Non occorre essere un filosofo pessimista o catastrofista come viene definito Caffo, e ben vengano i cosiddetti apocalittici visto dove ci hanno condotto gli integrati (spesso anche un po’ paraculi) per rendersi conto che abbiamo raggiunto “l’effetto soglia”.

Quello che si prospetta – come annunciato anche da Michel Osterholm nel team di epidemiologi costituito da Joe Biden per contrastare il Covid – è che l’epidemia che seguirà quella attuale sarà ancora peggiore e le maggiori riviste scientifiche in sintonia con i rapporti della Nasa e dell’Onu sostengono che sono attivi decine di virus la cui capacità letale è del tutto o parzialmente sconosciuta. Cambiamenti climatici progressivi, guerre per l’acqua ampiamente annunciate, acqua e aria inquinate che favoriscono la diffusione dei virus, distruzione e consumo di enormi ricchezze ambientali per gli allevamenti intensivi, consumo di carne per circa otto miliardi di uomini che finirà per distruggere un ecosistema già in pericolo; ecco il cumulo dei fattori che nell’arco di un decennio ci porteranno alla “regressione progressiva e disordinata” delineata chiaramente e lucidamente da Leonardo Caffo.

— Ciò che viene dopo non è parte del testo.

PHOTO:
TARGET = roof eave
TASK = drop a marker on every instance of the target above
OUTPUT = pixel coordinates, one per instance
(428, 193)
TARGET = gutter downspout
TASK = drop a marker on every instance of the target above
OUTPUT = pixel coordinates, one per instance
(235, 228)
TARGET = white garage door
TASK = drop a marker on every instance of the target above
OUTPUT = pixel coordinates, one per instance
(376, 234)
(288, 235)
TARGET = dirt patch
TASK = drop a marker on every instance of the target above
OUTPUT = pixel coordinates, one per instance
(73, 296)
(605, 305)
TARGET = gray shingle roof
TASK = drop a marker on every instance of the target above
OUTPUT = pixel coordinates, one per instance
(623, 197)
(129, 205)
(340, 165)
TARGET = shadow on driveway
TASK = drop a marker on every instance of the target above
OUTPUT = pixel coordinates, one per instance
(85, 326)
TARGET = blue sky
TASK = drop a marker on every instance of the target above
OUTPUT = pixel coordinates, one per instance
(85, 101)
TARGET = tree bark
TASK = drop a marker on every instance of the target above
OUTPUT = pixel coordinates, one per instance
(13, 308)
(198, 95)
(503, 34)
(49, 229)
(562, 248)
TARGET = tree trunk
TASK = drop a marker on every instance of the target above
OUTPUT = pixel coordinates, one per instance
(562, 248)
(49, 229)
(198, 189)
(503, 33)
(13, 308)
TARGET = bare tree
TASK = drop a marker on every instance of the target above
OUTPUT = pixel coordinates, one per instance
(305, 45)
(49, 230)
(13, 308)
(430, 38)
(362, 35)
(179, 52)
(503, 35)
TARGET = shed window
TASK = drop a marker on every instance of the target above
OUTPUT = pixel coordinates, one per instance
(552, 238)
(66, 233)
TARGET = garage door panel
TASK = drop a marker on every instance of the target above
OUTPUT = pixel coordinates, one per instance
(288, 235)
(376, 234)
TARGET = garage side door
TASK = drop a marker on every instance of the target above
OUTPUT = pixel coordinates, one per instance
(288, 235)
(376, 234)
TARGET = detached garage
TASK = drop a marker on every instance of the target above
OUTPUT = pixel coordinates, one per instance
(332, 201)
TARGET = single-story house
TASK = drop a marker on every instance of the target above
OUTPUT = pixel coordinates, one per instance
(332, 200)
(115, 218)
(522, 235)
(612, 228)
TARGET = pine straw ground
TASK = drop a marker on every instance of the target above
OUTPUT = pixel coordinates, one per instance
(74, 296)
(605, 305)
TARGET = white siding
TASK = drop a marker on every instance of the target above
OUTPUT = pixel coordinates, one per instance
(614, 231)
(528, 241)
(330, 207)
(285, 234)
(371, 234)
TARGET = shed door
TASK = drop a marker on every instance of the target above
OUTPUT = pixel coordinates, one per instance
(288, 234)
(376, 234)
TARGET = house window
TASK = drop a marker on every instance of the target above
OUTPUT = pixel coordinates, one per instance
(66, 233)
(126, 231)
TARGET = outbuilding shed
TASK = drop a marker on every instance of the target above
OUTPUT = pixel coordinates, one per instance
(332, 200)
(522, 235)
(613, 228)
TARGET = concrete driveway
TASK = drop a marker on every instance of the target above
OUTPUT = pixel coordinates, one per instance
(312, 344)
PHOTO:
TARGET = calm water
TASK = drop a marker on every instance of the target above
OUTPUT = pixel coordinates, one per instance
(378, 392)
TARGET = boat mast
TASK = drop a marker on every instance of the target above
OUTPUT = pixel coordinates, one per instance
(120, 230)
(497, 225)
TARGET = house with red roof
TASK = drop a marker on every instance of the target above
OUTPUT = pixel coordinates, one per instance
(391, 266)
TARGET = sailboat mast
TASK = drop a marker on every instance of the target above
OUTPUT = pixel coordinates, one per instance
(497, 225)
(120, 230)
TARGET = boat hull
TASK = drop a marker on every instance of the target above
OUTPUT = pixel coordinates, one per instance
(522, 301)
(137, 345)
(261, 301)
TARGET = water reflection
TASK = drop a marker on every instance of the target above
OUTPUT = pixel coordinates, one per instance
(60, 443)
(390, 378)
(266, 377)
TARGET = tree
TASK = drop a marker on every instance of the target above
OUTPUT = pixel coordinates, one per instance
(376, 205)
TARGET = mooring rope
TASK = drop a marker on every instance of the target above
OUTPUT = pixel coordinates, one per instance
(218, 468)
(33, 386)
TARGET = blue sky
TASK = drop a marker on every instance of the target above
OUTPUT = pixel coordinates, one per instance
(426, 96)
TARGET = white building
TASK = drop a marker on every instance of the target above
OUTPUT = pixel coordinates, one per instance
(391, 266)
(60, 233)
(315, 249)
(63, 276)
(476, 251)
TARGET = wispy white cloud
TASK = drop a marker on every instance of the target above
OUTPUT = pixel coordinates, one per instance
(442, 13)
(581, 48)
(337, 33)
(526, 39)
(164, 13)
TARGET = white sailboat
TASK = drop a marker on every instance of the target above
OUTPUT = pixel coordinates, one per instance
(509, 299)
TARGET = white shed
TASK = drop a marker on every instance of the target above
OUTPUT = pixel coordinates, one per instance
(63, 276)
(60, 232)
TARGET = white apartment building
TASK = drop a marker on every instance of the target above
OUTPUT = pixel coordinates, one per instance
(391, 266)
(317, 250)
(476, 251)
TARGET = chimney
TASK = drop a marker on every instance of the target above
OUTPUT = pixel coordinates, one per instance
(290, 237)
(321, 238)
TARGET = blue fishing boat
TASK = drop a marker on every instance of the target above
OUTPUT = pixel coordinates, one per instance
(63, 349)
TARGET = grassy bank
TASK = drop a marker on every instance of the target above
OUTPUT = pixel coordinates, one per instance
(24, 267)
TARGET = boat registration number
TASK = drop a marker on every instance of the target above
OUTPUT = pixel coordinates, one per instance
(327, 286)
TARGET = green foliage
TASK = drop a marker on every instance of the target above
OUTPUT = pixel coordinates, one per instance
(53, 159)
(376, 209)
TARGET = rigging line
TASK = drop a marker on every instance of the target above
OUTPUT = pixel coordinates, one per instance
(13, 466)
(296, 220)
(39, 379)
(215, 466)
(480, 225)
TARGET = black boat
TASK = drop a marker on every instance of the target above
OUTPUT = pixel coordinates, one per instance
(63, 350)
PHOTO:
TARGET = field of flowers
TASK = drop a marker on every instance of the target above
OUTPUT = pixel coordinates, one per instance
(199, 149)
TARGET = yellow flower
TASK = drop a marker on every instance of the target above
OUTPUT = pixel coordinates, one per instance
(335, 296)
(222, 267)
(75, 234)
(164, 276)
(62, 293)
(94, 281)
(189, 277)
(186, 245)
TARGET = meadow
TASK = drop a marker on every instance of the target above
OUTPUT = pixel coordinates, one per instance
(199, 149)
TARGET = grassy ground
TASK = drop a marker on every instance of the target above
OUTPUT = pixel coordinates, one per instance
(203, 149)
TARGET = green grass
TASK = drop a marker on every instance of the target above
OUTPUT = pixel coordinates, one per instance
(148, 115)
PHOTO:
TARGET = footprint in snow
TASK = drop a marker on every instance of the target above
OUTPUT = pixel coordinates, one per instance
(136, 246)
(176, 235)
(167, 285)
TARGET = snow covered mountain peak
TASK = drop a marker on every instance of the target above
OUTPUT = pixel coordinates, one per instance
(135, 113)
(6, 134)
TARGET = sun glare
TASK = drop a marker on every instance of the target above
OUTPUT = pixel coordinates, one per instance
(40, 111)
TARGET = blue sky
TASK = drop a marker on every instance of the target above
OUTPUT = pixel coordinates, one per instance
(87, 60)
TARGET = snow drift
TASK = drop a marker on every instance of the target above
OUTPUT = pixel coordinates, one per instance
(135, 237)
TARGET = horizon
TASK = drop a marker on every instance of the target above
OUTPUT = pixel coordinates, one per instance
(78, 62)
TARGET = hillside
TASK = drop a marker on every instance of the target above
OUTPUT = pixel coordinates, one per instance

Un quadro tutt’altro che confortante e che vorremmo rimuovere dal nostro orizzonte molto prossimo che contempla il panettone e il cenone, nell’illusoria convinzione dell’immutabilità del nostro stile di vita e che il domani dovrà essere per forza migliore del presente.

Solo se supereremo la nostra “disabilità ad immaginare quello che verrà” e da consumatori responsabili – con il nostro comportamento, prima ancora che con il nostro voto – orienteremo i nostri governanti a “dichiarare guerra” alle energie inquinanti e al consumo massivo di carne, per citare solo due priorità, avremo qualche chance di non essere destinati ad una vita alle prese con mascherine, tamponi, vaccini e, peggio ancora, a rischio di libertà limitata per un tempo indeterminato. Ma domani sarà già tardi e non ci sarà nessun prodigio scientifico a garantirci un prossimo futuro sicuro e felice.